Separate WAN speed, local transfers, wireless backhaul, client support, and future plans before paying for BE14000 and 10GbE.

Prepared by the Signalwise Picks editorial deskUpdated July 1, 2026

Best starting point

TP-Link Deco BE67 Wi-Fi 7 Mesh (2-Pack)

Start with the evidence page for TP-Link Deco BE67 Wi-Fi 7 Mesh (2-Pack), then compare the alternatives against your layout, budget, and compatibility needs.

Price band: $$$$

Gigabit internet does not require a 10GbE router

BE67 can still provide coverage and capacity benefits, but its largest Ethernet advantage remains unused when the modem, switch, storage, and clients stay at gigabit.
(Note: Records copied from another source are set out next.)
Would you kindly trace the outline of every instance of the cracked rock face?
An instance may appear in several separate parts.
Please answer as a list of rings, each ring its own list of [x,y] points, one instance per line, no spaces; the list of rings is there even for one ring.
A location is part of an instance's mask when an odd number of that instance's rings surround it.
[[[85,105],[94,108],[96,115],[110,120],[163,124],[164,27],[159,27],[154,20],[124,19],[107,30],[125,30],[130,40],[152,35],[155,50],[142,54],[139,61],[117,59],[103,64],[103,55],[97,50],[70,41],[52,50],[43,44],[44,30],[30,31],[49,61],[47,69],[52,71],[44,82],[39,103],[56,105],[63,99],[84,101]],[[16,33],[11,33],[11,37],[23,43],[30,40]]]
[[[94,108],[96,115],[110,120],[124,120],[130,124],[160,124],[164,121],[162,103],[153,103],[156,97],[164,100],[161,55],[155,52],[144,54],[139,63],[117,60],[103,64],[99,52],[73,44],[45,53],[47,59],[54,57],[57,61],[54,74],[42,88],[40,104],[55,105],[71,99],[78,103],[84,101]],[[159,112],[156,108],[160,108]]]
A 2.5Gbps plan can fit either model

BE63's four 2.5GbE ports may be more convenient for several wired devices. BE67 makes more sense when one faster 10GbE path or greater wireless-backhaul capacity has a defined job.

Local traffic can justify the upgrade

Fast NAS transfers, workstation backups, or a 10GbE switch can use capacity even when the internet is slower. Draw that local path before paying for it.

Future-proofing needs a date and device list

List the expected modem, service tier, clients, switch, and storage upgrades. A vague future plan is weaker justification than fixing placement or adding Ethernet today.

Primary sources

References used for this guide

Buying framework

What to check before you choose

Checklist

  • Map the modem or ONT location, office desk, TV area, and any rooms that need wired stability.
  • Check WAN/LAN port speeds, wired backhaul options, and whether your internet plan actually needs Wi-Fi 7.
  • Count fixed devices separately from phones, tablets, and smart-home gear before buying a bigger system.

Common mistakes

  • Buying the fastest advertised Wi-Fi number while leaving the router in a bad location.
  • Ignoring Ethernet paths that could make mesh nodes, TVs, consoles, or office desks more stable.
  • Choosing a premium router before checking client device support, subscription features, and return path.

Category checks

  • Coverage claims assume ideal rooms; walls, floors, and router placement change the result.
  • Multi-gig ports matter only when the modem, router, switch, and client path can use them.
  • Mesh is easier, but wired backhaul is usually the cleaner long-term upgrade.

Decision rule

Spend more when coverage, wired backhaul, multi-gig ports, or device count solves a known bottleneck; spend less when placement or one Ethernet run fixes the problem first.